[0001] This invention relates to an apparatus for processing voice data.
[0002] With the development of data processing techniques, document processing apparatuses
have been developed, which can receive document blocks, such as character rows constituting
sentences, drawings, tables, images, etc., and edit these document blocks in such
a way as to form documents. In such apparatuses, the document data obtained by editing
is usually visually displayed as an image display to be monitored, the correction
of the document or like operation being done while monitoring the display.
[0003] There has also been an attempt to make use of voice data in the correction of a document.
More specifically, by this approach, voice. data pertaining to sentences and voice
data representing the vocal explanation of drawings, tables, etc., are input, together
with the sentences,-'drawings, tables, etc., and such voice data is utilized for such
purposes as the correction and retrieval of the document. In this case, voice data
pertaining to the document image displayed is recorded on a tape recorder or the like.
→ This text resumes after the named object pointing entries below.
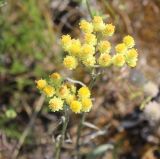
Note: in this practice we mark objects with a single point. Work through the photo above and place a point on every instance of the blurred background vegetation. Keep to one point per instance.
(29, 49)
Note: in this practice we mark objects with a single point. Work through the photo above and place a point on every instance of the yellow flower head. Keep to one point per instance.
(70, 98)
(41, 83)
(84, 92)
(132, 63)
(109, 30)
(56, 104)
(98, 24)
(104, 46)
(86, 26)
(71, 87)
(75, 47)
(128, 41)
(90, 39)
(76, 106)
(55, 76)
(89, 61)
(86, 104)
(121, 48)
(66, 42)
(49, 90)
(63, 92)
(70, 62)
(104, 60)
(131, 55)
(118, 60)
(87, 50)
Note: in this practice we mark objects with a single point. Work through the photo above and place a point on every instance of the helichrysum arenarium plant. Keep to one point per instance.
(95, 50)
(61, 92)
(92, 51)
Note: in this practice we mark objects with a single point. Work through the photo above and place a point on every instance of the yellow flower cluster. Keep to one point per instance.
(61, 93)
(95, 50)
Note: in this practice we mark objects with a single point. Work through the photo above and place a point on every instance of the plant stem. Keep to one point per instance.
(63, 131)
(83, 116)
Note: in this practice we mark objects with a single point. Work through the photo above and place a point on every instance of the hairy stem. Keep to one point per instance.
(63, 131)
(83, 115)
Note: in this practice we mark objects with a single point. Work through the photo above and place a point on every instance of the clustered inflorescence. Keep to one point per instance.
(62, 93)
(95, 50)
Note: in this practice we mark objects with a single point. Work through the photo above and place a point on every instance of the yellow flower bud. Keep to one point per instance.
(89, 61)
(84, 92)
(70, 62)
(66, 42)
(131, 55)
(49, 90)
(132, 63)
(63, 91)
(87, 50)
(75, 47)
(104, 60)
(118, 60)
(55, 76)
(56, 104)
(128, 41)
(104, 47)
(121, 48)
(90, 39)
(41, 83)
(76, 106)
(98, 24)
(70, 98)
(86, 104)
(109, 30)
(86, 26)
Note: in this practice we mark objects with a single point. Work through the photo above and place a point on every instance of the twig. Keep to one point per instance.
(62, 136)
(38, 105)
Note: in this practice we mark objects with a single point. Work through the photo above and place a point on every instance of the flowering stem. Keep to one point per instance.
(89, 9)
(63, 131)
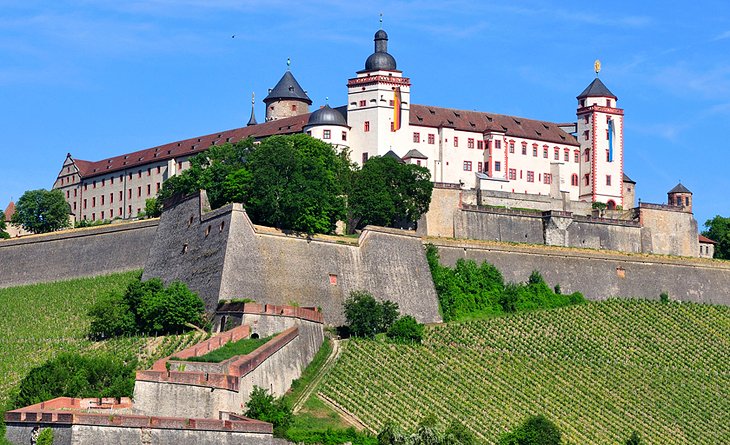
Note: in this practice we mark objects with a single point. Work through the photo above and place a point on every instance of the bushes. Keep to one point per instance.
(263, 406)
(74, 375)
(469, 290)
(536, 430)
(147, 307)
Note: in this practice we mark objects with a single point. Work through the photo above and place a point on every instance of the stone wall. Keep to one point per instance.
(221, 255)
(75, 253)
(600, 275)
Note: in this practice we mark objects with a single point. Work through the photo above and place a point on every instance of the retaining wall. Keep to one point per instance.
(600, 275)
(75, 253)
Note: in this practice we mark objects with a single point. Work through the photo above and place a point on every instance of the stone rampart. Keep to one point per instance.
(600, 274)
(75, 253)
(221, 255)
(88, 421)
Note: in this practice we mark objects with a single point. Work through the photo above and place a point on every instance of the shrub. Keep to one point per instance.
(264, 406)
(74, 375)
(366, 317)
(406, 329)
(147, 307)
(536, 430)
(45, 437)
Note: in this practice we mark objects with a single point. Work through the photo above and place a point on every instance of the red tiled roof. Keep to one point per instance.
(190, 146)
(9, 211)
(482, 122)
(704, 239)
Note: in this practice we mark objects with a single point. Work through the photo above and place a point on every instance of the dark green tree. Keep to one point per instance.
(365, 316)
(264, 406)
(634, 439)
(386, 192)
(3, 228)
(718, 230)
(42, 211)
(75, 375)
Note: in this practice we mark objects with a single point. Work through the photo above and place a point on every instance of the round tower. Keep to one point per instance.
(286, 99)
(680, 196)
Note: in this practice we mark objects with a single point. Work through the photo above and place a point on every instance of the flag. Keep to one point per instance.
(610, 140)
(396, 109)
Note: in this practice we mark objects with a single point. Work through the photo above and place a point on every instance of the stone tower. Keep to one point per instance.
(286, 99)
(600, 133)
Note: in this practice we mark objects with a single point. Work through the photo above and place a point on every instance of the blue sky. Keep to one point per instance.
(100, 78)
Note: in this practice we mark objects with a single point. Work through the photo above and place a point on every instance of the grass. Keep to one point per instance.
(230, 350)
(598, 370)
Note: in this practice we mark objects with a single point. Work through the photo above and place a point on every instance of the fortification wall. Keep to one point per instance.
(600, 275)
(75, 253)
(221, 255)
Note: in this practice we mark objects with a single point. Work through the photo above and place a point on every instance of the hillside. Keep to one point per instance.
(39, 321)
(598, 370)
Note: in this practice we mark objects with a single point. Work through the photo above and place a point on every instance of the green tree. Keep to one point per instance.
(264, 406)
(152, 208)
(3, 228)
(536, 430)
(365, 316)
(75, 375)
(386, 192)
(634, 439)
(42, 211)
(718, 230)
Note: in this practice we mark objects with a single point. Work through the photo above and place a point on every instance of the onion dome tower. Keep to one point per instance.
(287, 98)
(680, 196)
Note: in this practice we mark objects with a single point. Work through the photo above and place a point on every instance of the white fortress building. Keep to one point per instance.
(472, 150)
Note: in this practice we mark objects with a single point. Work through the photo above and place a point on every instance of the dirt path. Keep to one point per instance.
(307, 393)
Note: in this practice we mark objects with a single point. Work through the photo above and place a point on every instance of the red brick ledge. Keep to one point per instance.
(68, 411)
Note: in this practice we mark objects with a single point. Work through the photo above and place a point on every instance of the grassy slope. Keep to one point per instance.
(598, 370)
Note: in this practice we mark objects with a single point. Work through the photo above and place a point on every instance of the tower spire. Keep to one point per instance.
(252, 119)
However, such voice data can only be recorded for one page of document, at most. Therefore,
in the alternation or correction of a document, cases occur wherein voices fail to
coincide with their pertinent portions on a page, after alternation or correction.
In such cases, it has been necessary to re-input the voices. In other words, since
it has hitherto been difficult to shift the position of the voice data to a different
portion on the same page or to a different page; or, to simply execute correction,
deletion, addition, etc., when correcting and editing documents, voices pertaining
to the documents have not been effectively utilized via this method.
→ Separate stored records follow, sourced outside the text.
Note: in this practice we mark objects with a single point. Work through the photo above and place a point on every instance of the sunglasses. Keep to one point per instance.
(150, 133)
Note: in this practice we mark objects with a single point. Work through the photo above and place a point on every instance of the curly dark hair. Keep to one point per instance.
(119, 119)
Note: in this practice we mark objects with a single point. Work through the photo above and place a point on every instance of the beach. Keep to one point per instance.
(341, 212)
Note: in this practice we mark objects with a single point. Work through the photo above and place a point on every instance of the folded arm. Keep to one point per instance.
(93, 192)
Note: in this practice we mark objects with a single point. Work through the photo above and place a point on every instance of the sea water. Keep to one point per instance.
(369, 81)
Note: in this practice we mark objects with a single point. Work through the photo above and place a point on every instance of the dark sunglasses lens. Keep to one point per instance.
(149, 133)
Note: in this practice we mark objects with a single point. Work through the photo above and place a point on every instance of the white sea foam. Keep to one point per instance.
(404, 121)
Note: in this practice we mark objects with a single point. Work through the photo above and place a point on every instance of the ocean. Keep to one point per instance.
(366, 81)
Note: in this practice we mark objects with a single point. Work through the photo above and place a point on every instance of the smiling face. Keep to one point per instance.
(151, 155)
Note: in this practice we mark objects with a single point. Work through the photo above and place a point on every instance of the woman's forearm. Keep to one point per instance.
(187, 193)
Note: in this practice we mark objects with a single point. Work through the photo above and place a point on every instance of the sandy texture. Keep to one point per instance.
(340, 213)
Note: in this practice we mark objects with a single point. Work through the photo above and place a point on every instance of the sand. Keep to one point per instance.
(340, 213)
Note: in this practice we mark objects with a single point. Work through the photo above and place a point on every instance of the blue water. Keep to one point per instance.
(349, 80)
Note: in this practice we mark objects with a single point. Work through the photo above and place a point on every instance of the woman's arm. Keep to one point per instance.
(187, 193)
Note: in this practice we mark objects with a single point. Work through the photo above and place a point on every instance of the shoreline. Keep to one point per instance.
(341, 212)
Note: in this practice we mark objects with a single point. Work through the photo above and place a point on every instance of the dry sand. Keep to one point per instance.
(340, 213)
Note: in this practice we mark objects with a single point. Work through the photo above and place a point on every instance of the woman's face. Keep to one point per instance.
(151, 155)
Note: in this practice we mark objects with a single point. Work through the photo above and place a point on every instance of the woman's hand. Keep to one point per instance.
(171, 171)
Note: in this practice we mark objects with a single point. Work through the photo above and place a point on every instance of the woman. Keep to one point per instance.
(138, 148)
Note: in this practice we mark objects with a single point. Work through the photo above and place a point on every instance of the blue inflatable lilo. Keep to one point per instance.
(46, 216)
[0004] Meanwhile, techniques have been developed for the analog-to-digital conversion of
voice data and for editing digital data by coupling it to a computer system. However,
no algorithm has yet been established for an overall process of forming documents
by combining document data and voice data. For this reason, it is impossible to freely
add voice data for desired document data.
[0005] DE-A-2 909 154 discloses apparatus for storing document data provided with voice
data coupling means and memory means for storing input voice data. The apparatus is
provided with input means for inputting document data, storing means for storing document
data and output means for outputting document data. This document is, however, not
concerned with text editing. This document further discloses display means and means
for coupling display data with voice data.
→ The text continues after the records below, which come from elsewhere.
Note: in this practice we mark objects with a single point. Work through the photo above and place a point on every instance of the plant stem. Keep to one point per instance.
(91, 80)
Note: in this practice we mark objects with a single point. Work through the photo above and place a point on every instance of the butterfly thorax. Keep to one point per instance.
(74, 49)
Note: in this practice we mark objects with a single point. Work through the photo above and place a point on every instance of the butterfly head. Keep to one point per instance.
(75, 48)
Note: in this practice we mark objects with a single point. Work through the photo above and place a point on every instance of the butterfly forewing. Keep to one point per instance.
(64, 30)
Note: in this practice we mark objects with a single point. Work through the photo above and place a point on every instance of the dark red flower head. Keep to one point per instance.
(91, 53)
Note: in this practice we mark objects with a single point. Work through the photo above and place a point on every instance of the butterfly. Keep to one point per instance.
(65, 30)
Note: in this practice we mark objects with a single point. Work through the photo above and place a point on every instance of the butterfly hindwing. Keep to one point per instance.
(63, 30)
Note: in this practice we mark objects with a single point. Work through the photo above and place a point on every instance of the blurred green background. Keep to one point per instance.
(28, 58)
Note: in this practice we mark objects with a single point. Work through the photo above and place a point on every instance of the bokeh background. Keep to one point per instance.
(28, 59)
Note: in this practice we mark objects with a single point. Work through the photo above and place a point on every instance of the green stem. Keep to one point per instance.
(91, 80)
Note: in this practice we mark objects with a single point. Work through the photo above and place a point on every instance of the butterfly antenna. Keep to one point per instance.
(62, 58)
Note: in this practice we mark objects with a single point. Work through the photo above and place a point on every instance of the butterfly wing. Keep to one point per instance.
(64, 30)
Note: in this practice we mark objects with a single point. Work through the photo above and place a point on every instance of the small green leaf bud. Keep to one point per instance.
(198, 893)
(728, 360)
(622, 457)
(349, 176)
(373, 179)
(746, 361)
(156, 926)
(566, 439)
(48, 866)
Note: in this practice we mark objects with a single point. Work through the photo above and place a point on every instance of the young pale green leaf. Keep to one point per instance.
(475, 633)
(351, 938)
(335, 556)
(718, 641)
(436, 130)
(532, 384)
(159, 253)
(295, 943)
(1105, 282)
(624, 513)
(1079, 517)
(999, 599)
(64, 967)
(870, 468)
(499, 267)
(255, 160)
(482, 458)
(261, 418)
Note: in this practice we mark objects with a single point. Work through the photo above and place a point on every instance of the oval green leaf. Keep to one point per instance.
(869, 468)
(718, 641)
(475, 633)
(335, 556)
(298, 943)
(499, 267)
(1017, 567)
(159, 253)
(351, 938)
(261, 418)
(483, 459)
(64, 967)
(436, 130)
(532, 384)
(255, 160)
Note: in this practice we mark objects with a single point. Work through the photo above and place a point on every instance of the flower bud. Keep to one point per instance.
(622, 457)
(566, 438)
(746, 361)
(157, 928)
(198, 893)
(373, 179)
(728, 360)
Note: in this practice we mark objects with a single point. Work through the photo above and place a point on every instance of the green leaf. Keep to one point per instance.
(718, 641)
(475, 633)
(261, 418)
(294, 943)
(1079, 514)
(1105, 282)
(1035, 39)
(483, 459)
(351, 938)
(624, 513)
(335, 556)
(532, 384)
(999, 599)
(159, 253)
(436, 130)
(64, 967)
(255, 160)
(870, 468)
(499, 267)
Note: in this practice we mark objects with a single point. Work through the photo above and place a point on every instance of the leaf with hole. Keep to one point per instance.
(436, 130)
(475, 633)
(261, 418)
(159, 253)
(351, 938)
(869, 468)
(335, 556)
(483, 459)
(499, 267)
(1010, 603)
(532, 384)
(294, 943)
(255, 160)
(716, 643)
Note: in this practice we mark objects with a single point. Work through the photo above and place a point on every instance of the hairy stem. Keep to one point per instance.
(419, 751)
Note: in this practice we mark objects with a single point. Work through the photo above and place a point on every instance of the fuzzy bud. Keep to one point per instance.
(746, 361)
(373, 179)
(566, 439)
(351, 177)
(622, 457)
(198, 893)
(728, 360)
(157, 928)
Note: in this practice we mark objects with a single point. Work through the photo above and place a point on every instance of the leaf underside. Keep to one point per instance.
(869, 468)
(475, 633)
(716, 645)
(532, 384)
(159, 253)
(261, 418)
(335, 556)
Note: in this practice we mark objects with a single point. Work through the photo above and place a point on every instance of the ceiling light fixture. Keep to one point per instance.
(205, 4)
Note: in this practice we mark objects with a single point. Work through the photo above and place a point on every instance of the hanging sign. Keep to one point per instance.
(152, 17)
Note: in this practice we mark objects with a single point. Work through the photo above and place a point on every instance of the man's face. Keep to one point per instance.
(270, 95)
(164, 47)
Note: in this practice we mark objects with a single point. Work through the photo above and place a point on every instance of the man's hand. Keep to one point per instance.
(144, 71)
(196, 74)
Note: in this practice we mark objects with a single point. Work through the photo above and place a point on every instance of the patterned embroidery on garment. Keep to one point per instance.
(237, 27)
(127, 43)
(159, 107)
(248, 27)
[0006] An object of the present invention is to provide an apparatus for processing voice
data, which device is highly practical and permits voice data to be effectively added
to document data, so that said voice data can be utilised effectively in the formation
and correction of documents.
[0007] According to the present invention, there is provided an apparatus for processing
voice data comprising display means for displaying data which specifies voice data
to be generated, voice data coupling means for coupling voice data corresponding to
the displayed data, and memory means for storing input voice data, characterised in
that there is further provided input means for inputting document data consisting
of character line blocks, drawing blocks, table blocks and image blocks as document
blocks; means for designating at least one of said blocks of said document data for
editing said document data; and sentence data memory means for storing the edited
document data; and in that said input voice data memory means stores input voice data
in accordance with the document block, said document block being capable of being
read out as document data with voice data when forming a document.
[0008] With the apparatus according to the present invention, the vocal explanation of a
document data constituting of document blocks can be written and read out as voice
data added to the document block, thus, voice data can be moved with corresponding
document blocks when correction, adding and deleting document blocks in the editing
of a document. In other words, there is no need for the cumbersome method of recoupling
voice data or editing voice data apart from the document data, as in the prior art.
Further, even an item which cannot be explained by document data alone can be sufficiently
explained by the use of voice data. According to the invention, it is thus possible
to simplify the document editing and correcting operations, enhancing the reliability
of the document editing process.
[0009] This invention can be more fully understood from the following detailed description
when taken in conjunction with the accompanying drawings, in which:
Fig. 1 is a block diagram of an embodiment of the present invention;
Fig. 2 is a block diagram of the sentence structure control section shown in Fig.
1;
Fig. 3 is a view of a sentence structure;
Fig. 4 is a view of a memory format of voice data;
Figs. 5A, to 5A6 are views of data formats of document blocks;
Fig. 6 is a view of data which is produced according to the detection of a position
in the sentence structure of a designated sentence block and is stored in a file;
Fig. 7 is a view of the positions on a screen of addresses Xl-X3; Yl-y4 shown in Fig. 6; and
Fig. 8 is a view of a document containing pictures.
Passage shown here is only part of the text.